SB 404, sponsored by Republican state Sen. Kelli Stargel, of Lakeland, adds a requirement that doctors must have consent from a parent or guardian before an abortion is performed on a minor. In rare circumstances, minors could seek a judicial waiver from a court instead. Of about 70,000 abortions done in the state yearly, about 1,500 are performed on minors. Last year, 193 minors petitioned the court for a judicial waiver.
The bill passed without an amendment that would have brought the bill closer to the House version. Stargel withdrew the amendment after Democratic Sen. Jose Javier Rodriguez challenged it.
After the vote Wednesday, Stargel said the combined support of the governor and lack of controversial issues this year will clear a path for the bill to make it past the Senate.
Opponents argue that the bill is instead meant to block abortion access to and is aimed at rekindling the issue of abortion in front of a more conservative state Supreme Court, shaped by DeSantis, and U.S. Supreme Court reshaped by President Donald Trump.
Opponents also point out that the courts have on multiple occasions held that a broad state constitutional right to privacy applies to a woman's pregnancy as well.
"Obviously having (the governor's) support is huge," she said. "Last year we had a lot of weighty subjects going back and forth ... this year, we're starting earlier, I filed the bill earlier.
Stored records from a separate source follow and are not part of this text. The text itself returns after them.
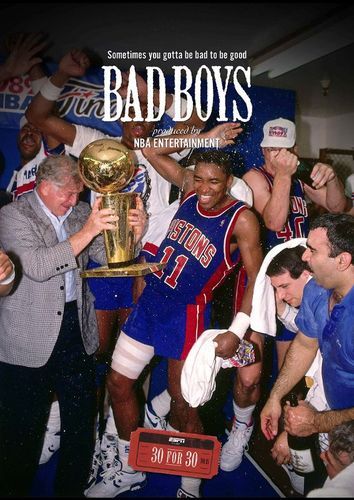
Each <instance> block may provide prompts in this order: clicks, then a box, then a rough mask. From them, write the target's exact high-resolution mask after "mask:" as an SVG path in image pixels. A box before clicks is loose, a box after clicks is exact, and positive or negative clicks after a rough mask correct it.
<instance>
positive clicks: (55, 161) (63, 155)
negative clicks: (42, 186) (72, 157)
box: [36, 155, 82, 186]
mask: <svg viewBox="0 0 354 500" xmlns="http://www.w3.org/2000/svg"><path fill="white" fill-rule="evenodd" d="M68 177H70V178H72V179H73V180H74V182H75V183H77V184H79V183H80V182H82V180H81V177H80V174H79V167H78V163H77V161H75V160H74V159H73V158H71V157H70V156H68V155H53V156H48V157H47V158H45V159H44V160H43V161H42V162H41V163H40V164H39V167H38V171H37V175H36V178H37V186H38V185H39V184H40V183H41V182H42V181H44V180H47V181H51V182H53V183H54V184H56V185H57V186H62V185H63V184H65V182H66V180H67V178H68Z"/></svg>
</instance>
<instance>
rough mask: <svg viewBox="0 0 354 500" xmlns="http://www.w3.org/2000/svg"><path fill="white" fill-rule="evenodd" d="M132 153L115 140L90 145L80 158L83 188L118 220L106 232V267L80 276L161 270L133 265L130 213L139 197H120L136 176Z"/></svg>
mask: <svg viewBox="0 0 354 500" xmlns="http://www.w3.org/2000/svg"><path fill="white" fill-rule="evenodd" d="M134 169H135V166H134V160H133V157H132V153H131V151H130V150H129V149H128V148H127V147H126V146H124V144H122V143H120V142H118V141H116V140H114V139H98V140H97V141H93V142H91V143H90V144H88V145H87V146H86V147H85V148H84V149H83V150H82V151H81V154H80V157H79V172H80V176H81V178H82V180H83V182H84V184H85V185H86V186H87V187H89V188H90V189H92V190H93V191H96V192H98V193H100V194H101V195H102V204H101V206H102V208H112V209H113V210H114V211H115V213H116V214H117V215H118V217H119V220H118V223H117V228H116V229H115V230H105V231H103V235H104V242H105V249H106V255H107V264H108V267H107V266H103V267H100V268H96V269H90V270H87V271H84V272H83V273H81V276H82V277H84V278H88V277H114V276H123V277H124V276H141V275H144V274H147V273H150V272H154V271H157V270H158V269H161V265H160V264H134V256H135V244H134V231H133V229H132V228H131V226H130V225H129V221H128V213H129V210H130V209H131V208H135V207H136V197H137V196H138V195H137V194H136V193H120V192H119V191H121V190H122V189H124V188H125V187H126V186H127V185H128V184H129V182H130V180H131V178H132V177H133V174H134Z"/></svg>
All of those things will help this bill go through the finish line this year."
She noted that last year, hot button issues like so-called "sanctuary cities" took up a lot of air in the last few weeks of session.
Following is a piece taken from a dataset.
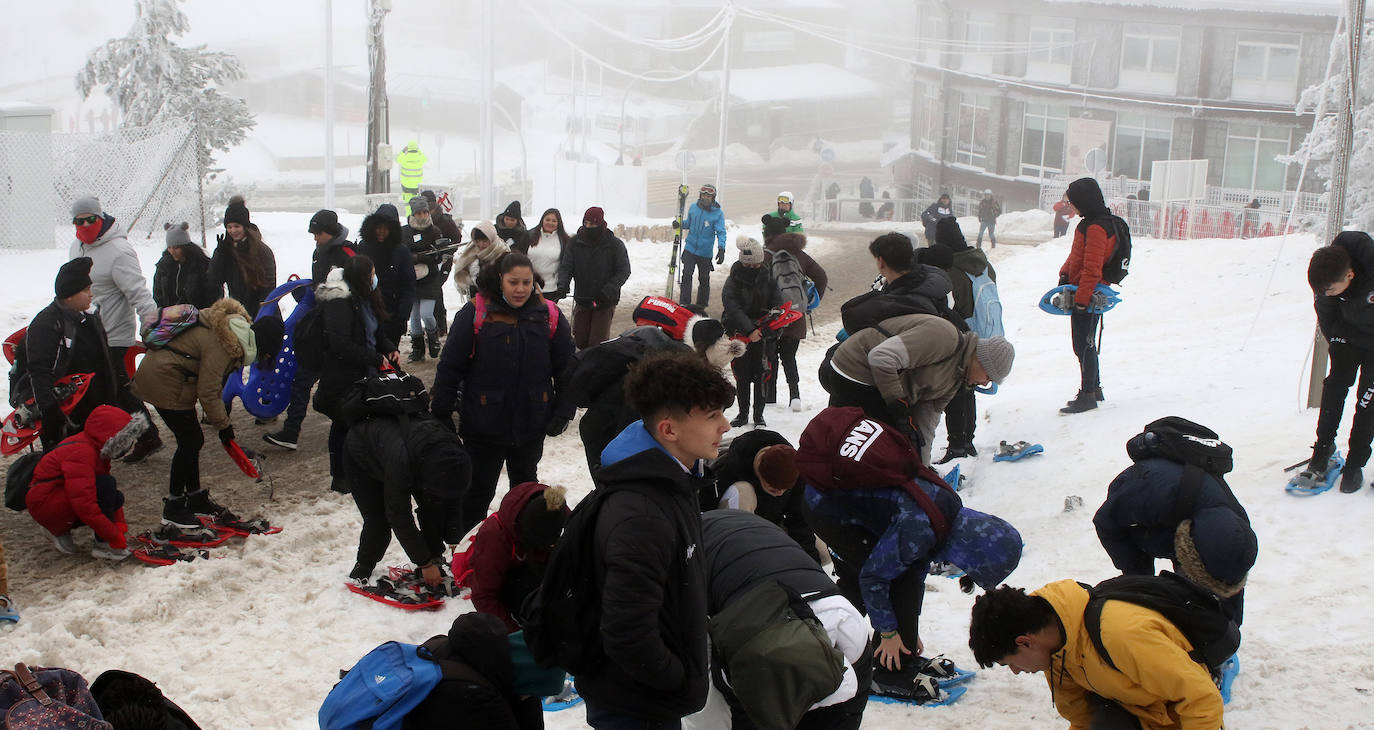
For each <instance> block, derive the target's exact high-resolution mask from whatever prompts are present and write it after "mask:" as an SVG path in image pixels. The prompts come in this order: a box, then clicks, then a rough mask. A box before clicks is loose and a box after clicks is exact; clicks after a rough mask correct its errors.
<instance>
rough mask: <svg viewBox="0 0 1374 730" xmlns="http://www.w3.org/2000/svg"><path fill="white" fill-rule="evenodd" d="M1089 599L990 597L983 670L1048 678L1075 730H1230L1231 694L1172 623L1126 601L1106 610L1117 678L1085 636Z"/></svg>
mask: <svg viewBox="0 0 1374 730" xmlns="http://www.w3.org/2000/svg"><path fill="white" fill-rule="evenodd" d="M1087 605H1088V590H1087V588H1085V587H1083V586H1081V584H1080V583H1077V582H1074V580H1058V582H1054V583H1050V584H1047V586H1044V587H1041V588H1040V590H1037V591H1035V593H1031V594H1026V593H1025V588H1013V587H1010V586H1003V587H1000V588H993V590H989V591H988V593H985V594H984V595H980V597H978V599H977V601H974V604H973V617H971V620H970V621H969V648H970V649H973V656H974V659H976V660H977V661H978V665H980V667H992V665H993V664H1000V665H1003V667H1007V668H1010V670H1011V672H1013V674H1021V672H1043V674H1044V678H1046V682H1047V683H1048V685H1050V694H1051V697H1052V698H1054V707H1055V709H1058V712H1059V715H1061V716H1062V718H1063V719H1066V720H1069V723H1070V725H1072V727H1094V729H1103V730H1127V729H1146V730H1164V729H1171V727H1221V725H1223V711H1224V705H1223V703H1221V692H1220V690H1219V689H1217V686H1216V685H1215V683H1213V682H1212V676H1210V674H1209V672H1208V670H1206V667H1204V665H1202V664H1198V663H1197V661H1193V659H1191V657H1189V652H1190V650H1191V649H1193V646H1191V645H1190V643H1189V639H1187V638H1186V637H1184V635H1183V632H1182V631H1179V630H1178V627H1175V626H1173V624H1172V623H1169V621H1167V620H1161V617H1160V615H1158V613H1156V612H1153V610H1150V609H1147V608H1145V606H1138V605H1134V604H1128V602H1125V601H1107V602H1106V605H1105V606H1103V608H1102V627H1101V635H1102V642H1103V645H1107V646H1109V648H1110V650H1112V660H1113V663H1114V664H1116V667H1117V668H1112V665H1109V664H1107V663H1106V661H1105V660H1103V659H1102V657H1101V656H1099V654H1098V652H1096V649H1095V648H1094V645H1092V638H1091V637H1090V635H1088V630H1087V627H1085V626H1084V620H1083V612H1084V609H1085V608H1087Z"/></svg>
Stargel's bill also makes not caring for an infant born alive during an abortion punishable as a third-degree felony, rather than a first-degree misdemeanor, as state law currently maintains.
Supporters of the bill say that it's meant to ensure abortion decisions include parents or guardians. The legislation has been publicly endorsed by both Senate President Bill Galvano and House Speaker Jose Oliva.
Stargel, who had a child as a teenager herself, said the purpose of the bill is to "strengthen" families by requiring that parents and children have a conversation before the minor makes the decision to get an abortion.
When she learned she was pregnant and told her mother, she said, her mother told Stargel she thought it was best to have an abortion. She thought otherwise, and had the baby. Since then, she has had four more children with the father of her first child, to whom she has been married for 36 years, she said.
"Everyone thinks that their parent is going to kill them or kick them out," Stargel said. "I was shocked at my mother's response as a child when I went through this ... this is personal for me."
Republican state Sen. Dennis Baxley of Ocala, who co-sponsored the bill, said because minors are too young to be responsible for themselves, it's the parents' responsibility to help them make decisions.
Baxley, who in 2019 sponsored an unsuccessful bill that aimed to ban abortions once a fetal heartbeat could be detected, added that the bill is "very clear."
Baxley claimed last year that because of abortions, the white, Western European "race" will ultimately be "replaced" by immigrants.
"There's no muddy water here," Baxley said. "There's a reason children have parents. They're children. This is the role of the parent and it's a parental responsibility even more that."
In December, the Senate bill passed the Senate Health Policy Committee after an initial effort by Democratic lawmakers to run out the clock on the bill.